Com uma equipe própria dedicada aos atendimentos nas aldeias, o projeto está aproximando os serviços de saúde das comunidades indígenas e facilitando a comunicação entre profissionais e pacientes. Dos 14 profissionais envolvidos, metade é formada por indígenas que conhecem bem a região e a cultura local, falando fluentemente a língua guarani.
O enfermeiro indígena Everton Nunes Pontes ressalta a importância da presença de profissionais nativos na equipe, o que contribui para uma abordagem mais inclusiva e eficaz. Além disso, a Secretária de Saúde Indígena, Lucinha Tremembé, destaca a humanização do atendimento proporcionada pela integração entre o SAMU Indígena e as aldeias.

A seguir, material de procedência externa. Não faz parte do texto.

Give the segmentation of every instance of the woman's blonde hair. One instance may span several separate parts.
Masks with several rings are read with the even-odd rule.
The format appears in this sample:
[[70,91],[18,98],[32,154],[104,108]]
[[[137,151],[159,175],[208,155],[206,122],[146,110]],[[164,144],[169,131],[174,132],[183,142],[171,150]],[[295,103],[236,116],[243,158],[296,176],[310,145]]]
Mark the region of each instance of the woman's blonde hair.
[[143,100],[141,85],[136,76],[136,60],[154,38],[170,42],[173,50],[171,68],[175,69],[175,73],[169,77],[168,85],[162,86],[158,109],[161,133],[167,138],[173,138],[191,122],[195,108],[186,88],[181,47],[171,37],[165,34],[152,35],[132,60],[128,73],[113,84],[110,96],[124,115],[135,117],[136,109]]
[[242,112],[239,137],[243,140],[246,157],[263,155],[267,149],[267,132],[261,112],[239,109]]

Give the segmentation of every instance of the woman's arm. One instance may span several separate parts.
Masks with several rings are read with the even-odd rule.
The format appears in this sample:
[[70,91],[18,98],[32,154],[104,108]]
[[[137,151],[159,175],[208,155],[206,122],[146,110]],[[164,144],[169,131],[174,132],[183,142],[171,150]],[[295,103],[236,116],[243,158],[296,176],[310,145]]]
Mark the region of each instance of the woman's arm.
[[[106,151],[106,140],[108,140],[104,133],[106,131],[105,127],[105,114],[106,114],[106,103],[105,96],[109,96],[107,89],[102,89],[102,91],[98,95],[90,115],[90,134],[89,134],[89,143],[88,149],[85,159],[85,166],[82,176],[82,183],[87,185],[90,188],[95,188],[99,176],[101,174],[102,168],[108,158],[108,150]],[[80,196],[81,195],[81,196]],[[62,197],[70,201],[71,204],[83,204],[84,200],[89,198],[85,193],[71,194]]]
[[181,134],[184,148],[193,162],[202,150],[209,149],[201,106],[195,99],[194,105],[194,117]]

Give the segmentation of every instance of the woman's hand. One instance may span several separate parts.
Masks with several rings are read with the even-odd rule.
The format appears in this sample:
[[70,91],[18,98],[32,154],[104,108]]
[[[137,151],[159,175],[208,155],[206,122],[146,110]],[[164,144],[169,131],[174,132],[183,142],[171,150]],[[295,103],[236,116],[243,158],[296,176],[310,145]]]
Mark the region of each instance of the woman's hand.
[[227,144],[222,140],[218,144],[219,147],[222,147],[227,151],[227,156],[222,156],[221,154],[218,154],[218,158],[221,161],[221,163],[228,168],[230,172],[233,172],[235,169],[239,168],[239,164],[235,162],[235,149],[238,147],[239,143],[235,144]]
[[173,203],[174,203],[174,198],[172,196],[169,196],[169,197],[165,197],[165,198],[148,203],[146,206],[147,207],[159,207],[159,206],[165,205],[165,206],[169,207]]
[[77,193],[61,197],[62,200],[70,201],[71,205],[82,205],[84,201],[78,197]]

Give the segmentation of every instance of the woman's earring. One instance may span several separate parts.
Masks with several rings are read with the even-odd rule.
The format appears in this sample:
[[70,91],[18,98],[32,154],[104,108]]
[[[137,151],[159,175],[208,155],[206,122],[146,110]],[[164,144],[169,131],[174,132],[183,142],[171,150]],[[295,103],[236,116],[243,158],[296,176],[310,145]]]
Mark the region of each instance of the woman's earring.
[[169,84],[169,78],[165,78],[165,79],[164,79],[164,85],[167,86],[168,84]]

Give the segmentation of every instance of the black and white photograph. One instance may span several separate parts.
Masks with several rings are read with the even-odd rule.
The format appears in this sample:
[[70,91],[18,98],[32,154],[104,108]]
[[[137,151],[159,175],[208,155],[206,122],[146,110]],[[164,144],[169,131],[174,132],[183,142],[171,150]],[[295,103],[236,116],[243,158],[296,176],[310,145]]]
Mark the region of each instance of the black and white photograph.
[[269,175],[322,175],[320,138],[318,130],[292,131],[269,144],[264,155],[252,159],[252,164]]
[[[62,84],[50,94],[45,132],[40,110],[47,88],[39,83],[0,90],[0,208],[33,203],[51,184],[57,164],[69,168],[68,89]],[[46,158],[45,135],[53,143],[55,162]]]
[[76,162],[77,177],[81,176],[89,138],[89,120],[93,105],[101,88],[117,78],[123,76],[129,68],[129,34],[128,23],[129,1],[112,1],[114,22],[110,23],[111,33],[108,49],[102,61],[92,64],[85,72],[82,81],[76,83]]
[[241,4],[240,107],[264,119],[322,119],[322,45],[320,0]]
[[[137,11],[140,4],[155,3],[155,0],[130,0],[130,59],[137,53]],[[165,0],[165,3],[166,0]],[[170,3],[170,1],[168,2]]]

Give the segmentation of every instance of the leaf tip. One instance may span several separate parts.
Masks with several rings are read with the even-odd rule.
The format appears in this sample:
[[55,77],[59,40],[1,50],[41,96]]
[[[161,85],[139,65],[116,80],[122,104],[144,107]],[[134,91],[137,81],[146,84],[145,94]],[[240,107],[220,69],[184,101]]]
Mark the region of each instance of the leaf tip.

O funcionamento do SAMU Indígena segue o mesmo padrão do serviço convencional, com o acionamento feito através do número 192. Após o atendimento inicial, caso necessário, os pacientes podem ser encaminhados para unidades de saúde especializadas na região. Além disso, a presença de duas Unidades Básicas de Saúde Indígena na reserva de Dourados reforça o compromisso com a saúde e bem-estar da população local.
Com mais de 2,4 mil ocorrências registradas desde sua implementação, o SAMU Indígena se mostra fundamental para garantir um atendimento de qualidade e ágil às comunidades indígenas de Dourados. A integração entre profissionais de saúde e população nativa tem sido essencial para o sucesso do projeto, que pode servir como referência para iniciativas semelhantes em outras regiões do país.